散々悩んだ結果こういう形に。なんかすいませんでした

 風呂を出た俺は力無く部屋に戻ると、軽く跳躍してベッドに飛び込んだ。

 蒸気する顔を力無く枕に押し付ける。


 さて、あの後特に何もなく──なんてそんな都合のいいことがある訳もなく、背中を流し合うやら石鹸で滑って云々あったり、後で冷静になって顔を合わせると間違いなく気まずくなるような羞恥プレイの連続に、もうなるようになれと付き合った結果、死にそうになっていた。寧ろなんで今生きてるんだろう。そうか、此れが吸血鬼パワーか……!いや、絶対に違うな。

 恥ずかしさって人を殺せるという事を思い知る日が来るとは思わなんだ。

 死因は──なんて書かれるんだろう。恥ずか死?


「死ぬ……死ぬ……」


 いや、俺本当は男だから中身だけみたらセーフかもしれないけどさぁ! 見られたら恥ずかしいし相手が恥ずかしそうにしてると余計死にかけるんだよ! ただでさえ元引きこもりで人との関わりに疎かったのに、リハビリでダッシュさせられてるようなもんだぞこれ、どうすんだ!

 あとなんか、この外見になってから中身がちと引っ張られている気がしないでもないんだよ。まぁ、そこは正確にはわからないけど。


 足をバタバタさせて無駄に埃を巻き上げ、ゴロゴロと転がってシーツに皺を作る。

 そうしていると、次第にうとうとと微睡んできて、俺は気づかない内に意識を手放していた。

 長かった、長くて楽しかった一日目の終わりは、回想をするわけでも想いを馳せてみるわけでもなく。とても呆気ない形で告げられたのだった。



 ◇◆◇◆◇◆



 目が覚めた。

 朝日が眩しくて……というよりは、吸血鬼の体に容赦なくガンガン降り注いで来る日光の気怠さに思わず目が冴えた。
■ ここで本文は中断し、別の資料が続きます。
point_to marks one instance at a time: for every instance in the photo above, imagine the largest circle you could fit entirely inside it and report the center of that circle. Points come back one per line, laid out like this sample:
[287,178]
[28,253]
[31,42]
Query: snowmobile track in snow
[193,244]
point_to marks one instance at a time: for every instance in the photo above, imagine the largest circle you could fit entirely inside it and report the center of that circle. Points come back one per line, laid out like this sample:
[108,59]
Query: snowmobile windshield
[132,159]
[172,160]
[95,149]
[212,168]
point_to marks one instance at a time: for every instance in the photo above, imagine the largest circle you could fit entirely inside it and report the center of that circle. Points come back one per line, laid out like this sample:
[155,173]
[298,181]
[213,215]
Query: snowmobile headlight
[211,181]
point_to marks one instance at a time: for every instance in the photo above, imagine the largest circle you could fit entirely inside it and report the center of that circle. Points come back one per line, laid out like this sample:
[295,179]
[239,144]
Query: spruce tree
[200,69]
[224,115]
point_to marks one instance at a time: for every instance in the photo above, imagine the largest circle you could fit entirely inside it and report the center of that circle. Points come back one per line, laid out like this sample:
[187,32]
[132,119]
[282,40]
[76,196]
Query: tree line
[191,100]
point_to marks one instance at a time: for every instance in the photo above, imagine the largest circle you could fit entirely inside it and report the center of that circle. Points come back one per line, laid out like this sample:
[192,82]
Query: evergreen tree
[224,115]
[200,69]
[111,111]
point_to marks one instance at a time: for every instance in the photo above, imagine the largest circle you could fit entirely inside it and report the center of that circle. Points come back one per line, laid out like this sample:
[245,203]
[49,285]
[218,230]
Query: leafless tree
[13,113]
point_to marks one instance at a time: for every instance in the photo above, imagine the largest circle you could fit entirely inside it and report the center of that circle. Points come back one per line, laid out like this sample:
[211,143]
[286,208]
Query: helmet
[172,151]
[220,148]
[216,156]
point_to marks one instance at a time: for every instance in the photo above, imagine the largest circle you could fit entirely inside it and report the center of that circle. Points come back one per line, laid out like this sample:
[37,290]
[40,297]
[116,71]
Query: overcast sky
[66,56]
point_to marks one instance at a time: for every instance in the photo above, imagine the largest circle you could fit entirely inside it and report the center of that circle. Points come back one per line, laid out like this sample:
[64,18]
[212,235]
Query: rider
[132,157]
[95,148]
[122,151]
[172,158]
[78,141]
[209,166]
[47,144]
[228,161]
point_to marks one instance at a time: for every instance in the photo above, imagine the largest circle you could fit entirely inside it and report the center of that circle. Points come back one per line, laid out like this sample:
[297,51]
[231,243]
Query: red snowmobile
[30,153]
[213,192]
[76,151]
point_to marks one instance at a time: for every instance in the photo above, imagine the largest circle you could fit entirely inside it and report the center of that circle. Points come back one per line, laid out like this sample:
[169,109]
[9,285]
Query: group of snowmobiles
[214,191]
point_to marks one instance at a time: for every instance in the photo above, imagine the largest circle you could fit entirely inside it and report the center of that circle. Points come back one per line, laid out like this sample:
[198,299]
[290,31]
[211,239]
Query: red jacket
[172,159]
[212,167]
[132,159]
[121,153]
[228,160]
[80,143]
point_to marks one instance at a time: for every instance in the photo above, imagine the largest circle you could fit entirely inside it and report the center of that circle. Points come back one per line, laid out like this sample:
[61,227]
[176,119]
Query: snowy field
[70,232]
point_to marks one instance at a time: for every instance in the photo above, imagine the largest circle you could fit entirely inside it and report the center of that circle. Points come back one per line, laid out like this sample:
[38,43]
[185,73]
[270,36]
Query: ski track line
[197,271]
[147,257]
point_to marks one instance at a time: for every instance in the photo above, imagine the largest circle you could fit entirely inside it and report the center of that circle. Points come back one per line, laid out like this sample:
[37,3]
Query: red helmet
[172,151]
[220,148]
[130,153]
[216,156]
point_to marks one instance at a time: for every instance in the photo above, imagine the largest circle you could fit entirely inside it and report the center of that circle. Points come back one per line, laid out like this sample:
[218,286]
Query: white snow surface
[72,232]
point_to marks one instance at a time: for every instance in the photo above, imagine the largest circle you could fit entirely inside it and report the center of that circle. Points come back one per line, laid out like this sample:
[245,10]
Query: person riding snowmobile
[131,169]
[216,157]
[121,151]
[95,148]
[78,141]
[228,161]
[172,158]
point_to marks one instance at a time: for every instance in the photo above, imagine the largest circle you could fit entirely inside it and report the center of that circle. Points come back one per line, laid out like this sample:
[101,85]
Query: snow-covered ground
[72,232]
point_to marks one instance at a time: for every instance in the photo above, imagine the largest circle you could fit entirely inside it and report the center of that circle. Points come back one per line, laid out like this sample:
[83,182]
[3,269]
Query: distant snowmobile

 宿は木の中にあるが、外周に接する形で部屋が作られているので普通に窓もあるし、街も見える。昨日の夜に街を見下ろしたときは真っ暗で面白くもなかったが、朝になってこうして見てみると、高さもそれなりにある立地条件も相まってなかなか景色がいい。街を一望出来る。白亜の建物達、行き交う人々を俯瞰してみるのも、また違った趣がある。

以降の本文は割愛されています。